Health fix fuels deficit worries
When Obama campaigned on enacting reform, he pledged to cut premiums, reduce the spiraling growth in medical costs and not add a dollar to the federal deficit.
It's not completely clear that he'll be able to accomplish any of those goals, and the public is catching on.
That's bad news indeed for Obama's efforts, especially at a time when voters already are giving him low marks for the sputtering economy and the 10 percent unemployment rate.
A Quinnipiac poll found that only 19 percent of voters believed Obama's pledge that health reform wouldn't boost the deficit in the next 10 years.

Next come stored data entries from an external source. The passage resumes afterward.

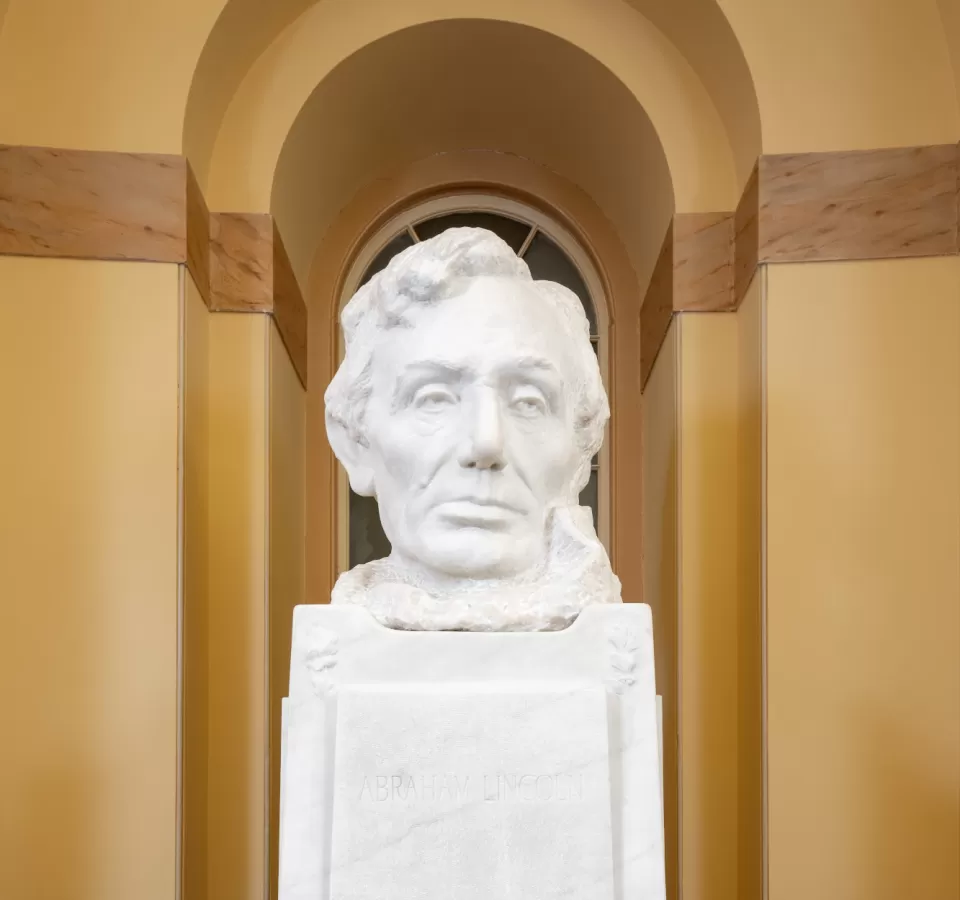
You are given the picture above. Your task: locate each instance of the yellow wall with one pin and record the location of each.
(749, 644)
(286, 537)
(237, 787)
(709, 395)
(196, 575)
(88, 552)
(863, 602)
(661, 566)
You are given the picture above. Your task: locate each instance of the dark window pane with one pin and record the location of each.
(367, 540)
(589, 496)
(400, 242)
(548, 262)
(511, 231)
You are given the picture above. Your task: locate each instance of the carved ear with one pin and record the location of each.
(352, 454)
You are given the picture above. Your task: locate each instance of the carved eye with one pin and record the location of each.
(434, 398)
(528, 402)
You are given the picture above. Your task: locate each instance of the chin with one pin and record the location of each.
(477, 553)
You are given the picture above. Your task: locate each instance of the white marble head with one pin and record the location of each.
(470, 404)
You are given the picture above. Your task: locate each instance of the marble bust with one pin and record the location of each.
(470, 404)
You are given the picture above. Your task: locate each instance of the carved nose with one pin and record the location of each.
(483, 444)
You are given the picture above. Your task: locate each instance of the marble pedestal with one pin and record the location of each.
(471, 766)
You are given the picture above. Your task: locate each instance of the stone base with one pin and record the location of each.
(466, 766)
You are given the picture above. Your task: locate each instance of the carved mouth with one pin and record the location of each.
(479, 512)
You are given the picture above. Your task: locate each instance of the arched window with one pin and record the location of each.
(552, 255)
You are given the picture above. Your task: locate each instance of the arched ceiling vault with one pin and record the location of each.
(472, 85)
(697, 29)
(271, 96)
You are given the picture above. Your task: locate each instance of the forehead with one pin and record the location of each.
(491, 322)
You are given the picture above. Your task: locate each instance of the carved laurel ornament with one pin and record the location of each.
(623, 648)
(321, 659)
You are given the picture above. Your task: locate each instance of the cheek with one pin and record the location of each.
(549, 454)
(406, 451)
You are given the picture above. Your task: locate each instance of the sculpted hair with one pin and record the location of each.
(428, 273)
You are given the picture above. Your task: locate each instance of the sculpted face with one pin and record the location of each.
(470, 429)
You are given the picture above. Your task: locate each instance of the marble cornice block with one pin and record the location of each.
(745, 228)
(703, 262)
(251, 272)
(693, 273)
(88, 204)
(860, 204)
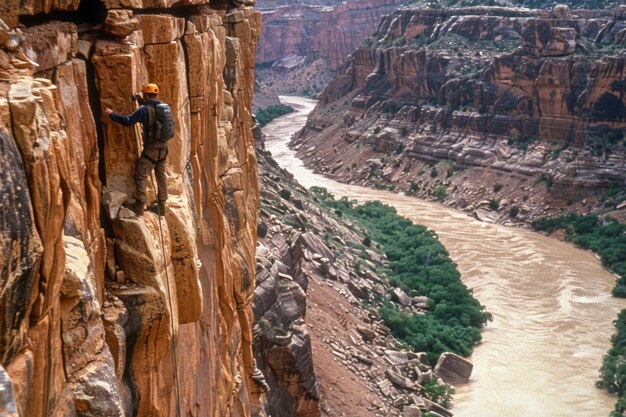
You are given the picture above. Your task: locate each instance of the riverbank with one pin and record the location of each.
(552, 322)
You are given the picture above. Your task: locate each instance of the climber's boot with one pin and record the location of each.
(158, 207)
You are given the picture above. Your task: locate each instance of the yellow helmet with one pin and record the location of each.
(150, 89)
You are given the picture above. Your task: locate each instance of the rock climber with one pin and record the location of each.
(154, 150)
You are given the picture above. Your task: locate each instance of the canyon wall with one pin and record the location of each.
(531, 102)
(304, 45)
(101, 309)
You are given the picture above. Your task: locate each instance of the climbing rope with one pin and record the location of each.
(167, 278)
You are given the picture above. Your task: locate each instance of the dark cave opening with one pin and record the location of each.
(89, 11)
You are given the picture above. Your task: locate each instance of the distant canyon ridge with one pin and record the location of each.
(507, 113)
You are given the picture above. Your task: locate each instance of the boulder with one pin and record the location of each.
(453, 369)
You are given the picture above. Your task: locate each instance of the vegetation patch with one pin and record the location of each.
(267, 114)
(419, 264)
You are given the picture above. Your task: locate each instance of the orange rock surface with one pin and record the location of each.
(95, 299)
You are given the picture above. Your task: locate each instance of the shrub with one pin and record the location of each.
(285, 193)
(440, 192)
(418, 264)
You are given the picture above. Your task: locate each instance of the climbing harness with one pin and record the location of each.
(138, 143)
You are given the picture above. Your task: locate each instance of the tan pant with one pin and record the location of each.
(149, 159)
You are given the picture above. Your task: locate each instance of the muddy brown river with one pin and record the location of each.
(551, 302)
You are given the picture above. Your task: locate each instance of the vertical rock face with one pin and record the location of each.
(101, 308)
(516, 97)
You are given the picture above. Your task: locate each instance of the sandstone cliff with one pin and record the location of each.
(303, 46)
(94, 299)
(530, 102)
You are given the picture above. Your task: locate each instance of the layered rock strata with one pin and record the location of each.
(106, 313)
(315, 341)
(532, 102)
(306, 45)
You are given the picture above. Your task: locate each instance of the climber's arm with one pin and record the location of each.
(139, 116)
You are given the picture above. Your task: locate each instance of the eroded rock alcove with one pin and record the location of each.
(92, 296)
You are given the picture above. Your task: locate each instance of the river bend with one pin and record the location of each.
(551, 302)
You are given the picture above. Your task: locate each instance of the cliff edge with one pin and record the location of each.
(507, 113)
(93, 298)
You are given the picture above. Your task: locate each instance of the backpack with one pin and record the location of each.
(160, 124)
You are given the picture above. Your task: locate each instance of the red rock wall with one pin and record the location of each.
(330, 32)
(88, 290)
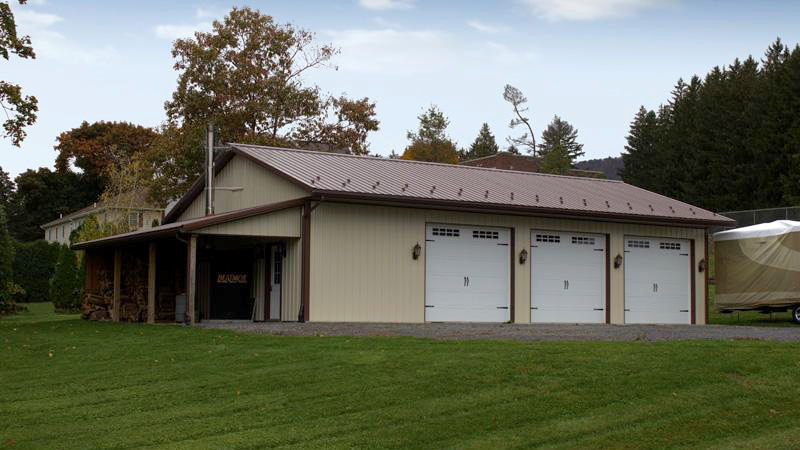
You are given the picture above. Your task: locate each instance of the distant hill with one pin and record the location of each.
(609, 166)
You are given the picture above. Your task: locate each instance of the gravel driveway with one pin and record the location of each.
(521, 332)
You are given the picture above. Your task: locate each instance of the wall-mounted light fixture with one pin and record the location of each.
(416, 251)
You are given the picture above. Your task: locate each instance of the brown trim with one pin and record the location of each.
(692, 269)
(706, 277)
(267, 249)
(151, 284)
(192, 224)
(498, 208)
(191, 278)
(608, 278)
(196, 189)
(305, 237)
(204, 222)
(512, 292)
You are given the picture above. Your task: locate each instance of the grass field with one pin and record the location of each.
(70, 384)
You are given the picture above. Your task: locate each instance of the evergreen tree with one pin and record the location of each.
(484, 145)
(7, 286)
(64, 288)
(562, 137)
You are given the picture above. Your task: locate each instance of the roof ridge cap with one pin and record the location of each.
(426, 163)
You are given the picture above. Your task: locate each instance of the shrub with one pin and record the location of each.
(8, 290)
(34, 264)
(65, 291)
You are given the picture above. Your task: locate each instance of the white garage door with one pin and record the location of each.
(467, 274)
(568, 277)
(657, 287)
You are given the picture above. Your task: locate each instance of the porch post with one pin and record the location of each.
(191, 276)
(116, 303)
(151, 285)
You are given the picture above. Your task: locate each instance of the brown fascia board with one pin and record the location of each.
(204, 222)
(196, 189)
(190, 225)
(221, 161)
(457, 205)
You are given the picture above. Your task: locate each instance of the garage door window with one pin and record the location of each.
(638, 244)
(581, 240)
(452, 232)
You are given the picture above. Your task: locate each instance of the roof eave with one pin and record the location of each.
(518, 209)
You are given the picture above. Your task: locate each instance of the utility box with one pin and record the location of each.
(180, 308)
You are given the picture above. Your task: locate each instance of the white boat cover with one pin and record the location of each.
(758, 266)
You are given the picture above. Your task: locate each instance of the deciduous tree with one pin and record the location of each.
(20, 110)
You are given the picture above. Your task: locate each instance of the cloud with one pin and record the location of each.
(557, 10)
(399, 52)
(173, 31)
(485, 27)
(48, 43)
(380, 5)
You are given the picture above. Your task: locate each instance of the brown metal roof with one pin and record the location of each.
(372, 178)
(188, 225)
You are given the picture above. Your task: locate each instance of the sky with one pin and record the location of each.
(592, 62)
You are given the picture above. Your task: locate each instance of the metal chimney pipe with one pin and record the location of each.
(210, 170)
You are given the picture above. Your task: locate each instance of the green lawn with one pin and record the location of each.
(69, 384)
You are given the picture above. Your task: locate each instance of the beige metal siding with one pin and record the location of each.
(284, 223)
(259, 187)
(362, 269)
(291, 286)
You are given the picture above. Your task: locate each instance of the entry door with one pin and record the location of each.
(467, 274)
(657, 286)
(276, 277)
(568, 277)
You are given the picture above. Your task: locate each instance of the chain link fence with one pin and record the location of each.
(756, 216)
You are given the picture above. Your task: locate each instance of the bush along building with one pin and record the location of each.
(295, 235)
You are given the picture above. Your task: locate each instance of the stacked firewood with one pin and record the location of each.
(97, 303)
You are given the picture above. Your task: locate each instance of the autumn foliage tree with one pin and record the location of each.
(246, 76)
(20, 110)
(430, 142)
(101, 147)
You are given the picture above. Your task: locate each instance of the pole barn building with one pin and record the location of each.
(311, 236)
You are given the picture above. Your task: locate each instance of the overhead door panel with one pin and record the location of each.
(657, 280)
(467, 275)
(568, 279)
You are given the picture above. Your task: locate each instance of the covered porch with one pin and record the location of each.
(229, 267)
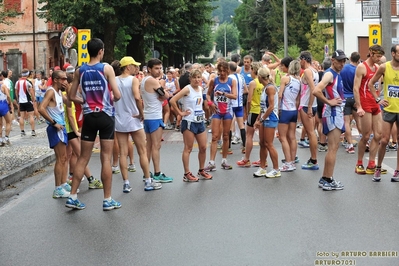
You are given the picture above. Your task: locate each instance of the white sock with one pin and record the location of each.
(73, 196)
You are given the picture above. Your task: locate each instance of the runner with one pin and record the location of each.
(333, 116)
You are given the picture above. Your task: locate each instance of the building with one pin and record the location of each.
(353, 19)
(29, 42)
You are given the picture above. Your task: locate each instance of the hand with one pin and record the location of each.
(384, 103)
(360, 112)
(335, 101)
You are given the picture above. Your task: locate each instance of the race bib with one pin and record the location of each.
(393, 91)
(199, 116)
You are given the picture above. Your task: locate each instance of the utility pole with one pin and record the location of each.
(386, 27)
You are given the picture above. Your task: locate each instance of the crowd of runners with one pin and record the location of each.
(124, 103)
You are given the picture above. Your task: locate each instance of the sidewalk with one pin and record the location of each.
(25, 155)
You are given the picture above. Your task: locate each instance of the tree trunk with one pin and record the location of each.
(109, 41)
(136, 48)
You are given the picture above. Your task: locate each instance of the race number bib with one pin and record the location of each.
(221, 99)
(393, 91)
(199, 116)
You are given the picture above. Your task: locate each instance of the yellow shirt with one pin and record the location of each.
(255, 103)
(391, 88)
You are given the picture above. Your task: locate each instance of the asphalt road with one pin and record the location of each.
(234, 219)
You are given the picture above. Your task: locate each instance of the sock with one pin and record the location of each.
(243, 136)
(371, 164)
(230, 136)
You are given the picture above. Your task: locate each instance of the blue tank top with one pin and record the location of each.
(96, 91)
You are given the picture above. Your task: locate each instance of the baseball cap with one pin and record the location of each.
(128, 60)
(65, 66)
(339, 55)
(70, 69)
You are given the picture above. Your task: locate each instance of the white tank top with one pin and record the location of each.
(193, 102)
(152, 105)
(305, 90)
(292, 88)
(126, 107)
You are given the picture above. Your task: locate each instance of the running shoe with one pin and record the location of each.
(189, 177)
(162, 178)
(226, 166)
(296, 160)
(377, 175)
(257, 163)
(351, 150)
(260, 173)
(229, 151)
(359, 169)
(115, 170)
(111, 204)
(210, 167)
(126, 188)
(67, 187)
(95, 184)
(286, 167)
(334, 185)
(244, 163)
(310, 166)
(131, 168)
(303, 144)
(370, 171)
(273, 173)
(395, 177)
(322, 148)
(393, 146)
(204, 175)
(148, 186)
(75, 204)
(60, 192)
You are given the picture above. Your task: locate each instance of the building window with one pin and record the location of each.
(12, 5)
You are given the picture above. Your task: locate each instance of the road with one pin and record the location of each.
(234, 219)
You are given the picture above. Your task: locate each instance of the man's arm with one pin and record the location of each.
(72, 95)
(110, 75)
(360, 72)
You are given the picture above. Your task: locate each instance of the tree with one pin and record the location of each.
(5, 15)
(231, 38)
(319, 36)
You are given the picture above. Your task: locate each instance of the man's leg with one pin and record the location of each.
(106, 171)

Doug Elmendorf, the Congressional Budget Office director, found that neither the House bill nor the Senate bill would add to the federal deficit. But federal spending for health care would go up under both bills in the next decade -- as much as $598 billion under the House bill over 10 years, roughly $85 billion in the Senate Finance Committee bill, the CBO said.
No one has been able to guarantee premiums won't rise. And there are serious questions about whether the bills go far enough to rein in costs.
That may explain why Democrats are now talking more about how the bills will expand coverage than about whether they will lower premiums for most families. And that's a big problem for the president and his congressional allies, given how uneasy independent voters and moderate Democrats feel about health care at this point.
In the absence of CBO data on premiums, expect Republicans to keep exploiting this weakness.
Chris Frates contributed to this story.